Painting Technology started in 1984, at which time Ambrose was half owner. The company located in Euclid to be in close proximity to Austin Hunt Corp., formerly located on Tungsten Road, which owned the other half of Painting Technology. In 1990, when Ambrose took over the company, she bought the building and kept all the paint technicians who had come to work there after her customer Picker X-Ray Corp. closed its paint shop. At the time, most of Painting Technology’s work was for the medical industry.
Now, Painting Technology has eight employees, is ISO 9100 and NADCAP certified, and works primarily in the aerospace industry. She says it costs about $20,000 per year to maintain these certifications. With a conveyorized drying rack, four paint booths and two drying ovens, the company handles the final coating process of the parts before they are installed. As Ambrose says, “It’s a process, not a paint.”
She is looking to get work from companies who make ISO and NADCAP parts. She says, “It’s a niche market. Not many in this area are certified to do this process, and we get lots of out-of-state business. Some companies do their own work, but if they don’t have their own painting facility they send it to a job shop like ours rather than to a competitor.” The company buys its coatings from companies, such as PPG or Creative Coatings.

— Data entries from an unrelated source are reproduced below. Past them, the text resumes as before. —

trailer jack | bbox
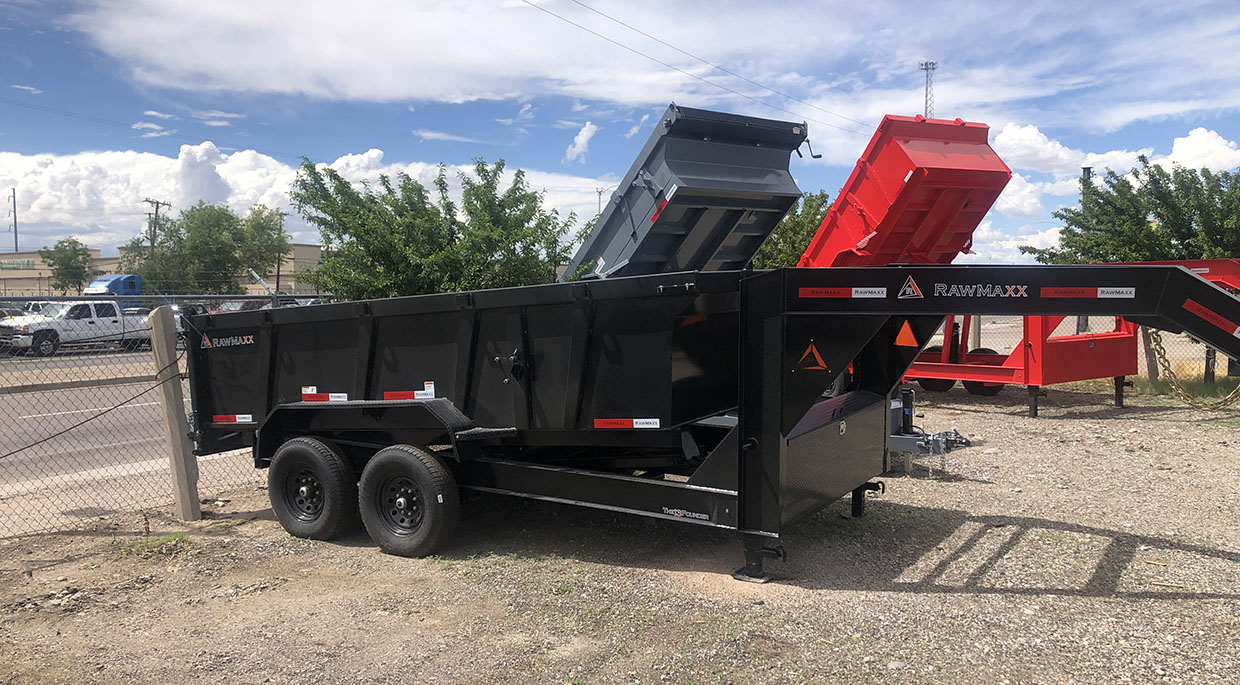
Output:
[732,535,787,583]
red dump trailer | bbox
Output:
[799,117,1240,416]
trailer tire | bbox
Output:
[918,345,956,392]
[358,444,460,557]
[267,438,357,540]
[960,347,1003,397]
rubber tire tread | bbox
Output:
[916,345,956,392]
[358,444,460,557]
[267,438,357,540]
[960,347,1004,397]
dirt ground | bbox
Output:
[0,388,1240,683]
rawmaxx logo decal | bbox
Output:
[797,343,827,371]
[934,283,1029,298]
[662,506,711,521]
[895,275,925,299]
[201,334,254,350]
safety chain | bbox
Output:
[1147,329,1240,412]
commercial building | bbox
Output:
[0,243,322,298]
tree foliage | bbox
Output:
[1021,156,1240,264]
[753,190,831,269]
[290,159,575,299]
[38,238,98,295]
[120,202,290,294]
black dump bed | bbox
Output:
[564,104,806,279]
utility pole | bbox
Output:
[143,197,172,253]
[9,189,17,252]
[919,61,939,119]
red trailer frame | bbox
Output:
[799,115,1240,417]
[905,259,1240,417]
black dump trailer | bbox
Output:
[188,109,1240,578]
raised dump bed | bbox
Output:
[565,104,806,278]
[800,114,1012,267]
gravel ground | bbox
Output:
[0,388,1240,683]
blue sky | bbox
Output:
[0,0,1240,262]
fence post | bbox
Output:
[146,307,202,521]
[1141,326,1158,381]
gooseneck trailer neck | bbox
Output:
[187,104,1240,578]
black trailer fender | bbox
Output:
[254,397,474,468]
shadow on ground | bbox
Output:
[438,495,1240,599]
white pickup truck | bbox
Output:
[0,302,151,356]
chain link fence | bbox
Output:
[0,298,263,537]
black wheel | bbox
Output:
[30,330,61,356]
[360,444,460,557]
[267,438,357,540]
[918,345,956,392]
[960,347,1003,397]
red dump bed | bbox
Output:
[799,114,1012,267]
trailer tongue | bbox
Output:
[188,108,1240,578]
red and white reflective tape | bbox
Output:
[383,381,435,400]
[1039,288,1137,299]
[594,418,660,428]
[1184,299,1240,338]
[796,288,887,299]
[650,185,681,223]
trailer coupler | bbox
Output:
[732,535,787,583]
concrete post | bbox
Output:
[146,307,202,521]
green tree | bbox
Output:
[120,202,290,294]
[38,238,99,295]
[290,159,575,299]
[753,190,831,269]
[1021,156,1240,264]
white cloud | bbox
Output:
[67,0,1240,147]
[129,122,176,138]
[496,102,534,127]
[994,174,1042,217]
[190,109,246,119]
[624,114,650,138]
[564,122,599,164]
[991,124,1085,174]
[0,141,619,249]
[954,220,1061,264]
[991,123,1153,177]
[409,129,482,144]
[1151,128,1240,171]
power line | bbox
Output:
[572,0,869,127]
[510,0,869,137]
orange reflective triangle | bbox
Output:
[797,343,827,371]
[895,319,921,347]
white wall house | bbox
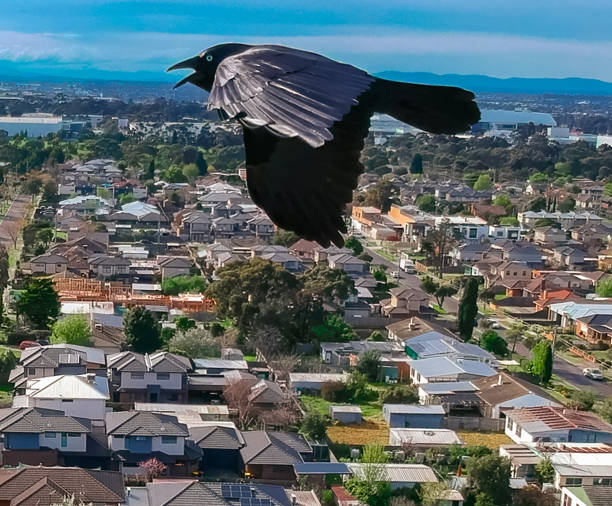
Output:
[13,374,110,420]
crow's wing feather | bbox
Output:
[243,101,371,247]
[208,46,374,148]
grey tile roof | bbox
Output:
[0,408,90,434]
[106,411,189,437]
[189,426,244,450]
[240,431,312,466]
[147,481,291,506]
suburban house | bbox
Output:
[0,466,126,506]
[189,422,246,474]
[157,256,193,281]
[13,373,110,420]
[380,286,435,318]
[561,485,612,506]
[107,351,193,408]
[30,253,68,274]
[382,404,445,429]
[472,372,561,418]
[505,406,612,443]
[408,356,497,385]
[0,408,111,469]
[240,430,313,483]
[106,411,202,476]
[138,480,294,506]
[389,428,463,451]
[319,341,406,367]
[9,344,106,394]
[289,372,348,392]
[404,330,497,365]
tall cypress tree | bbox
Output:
[457,277,478,341]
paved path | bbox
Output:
[0,195,32,249]
[364,247,459,314]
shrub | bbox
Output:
[321,381,350,402]
[378,385,419,404]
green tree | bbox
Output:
[312,314,357,343]
[168,328,221,358]
[493,193,514,214]
[300,411,327,441]
[531,340,553,384]
[599,397,612,423]
[499,216,519,227]
[474,174,493,191]
[51,314,91,346]
[595,277,612,297]
[527,197,547,212]
[344,236,363,257]
[467,454,512,506]
[174,316,196,332]
[535,459,555,485]
[299,263,355,302]
[529,172,548,183]
[163,165,187,183]
[183,163,200,183]
[272,229,300,248]
[0,348,19,385]
[162,276,206,295]
[457,276,478,341]
[415,194,436,213]
[121,306,162,353]
[356,350,380,381]
[17,278,60,329]
[480,330,508,357]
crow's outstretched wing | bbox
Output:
[208,46,375,148]
[243,105,371,247]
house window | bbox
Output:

When asked about the types of jobs for which she hires and her challenges in hiring a skilled workforce, she explains, “They used to train kids in schools’ shop classes to paint cars and handle coatings, but it’s hard to find employees now. They need a knowledge of spray guns and systems. We can’t just hire a house painter. We’ve tried to hire young people with no experience but they aren’t interested. Everyone is on computers today, but we need process people. We even went to Veteran’s Affairs looking for people with military experience. If we hire off the street, it’s a three- to five-year process to learn this job before you can be left on your own.”
Eight years ago, Painting Technology became an MBE (minority business enterprise) and WBE (women business enterprise). In early 2015, it installed a new $50,000 compressor system. Ambrose says that maintaining and upgrading equipment is integral for the company to maintain on-time delivery and quality with few rejections. She says, “This is how we have kept the same customers since 1990 and do 99.9 percent of their coating work.”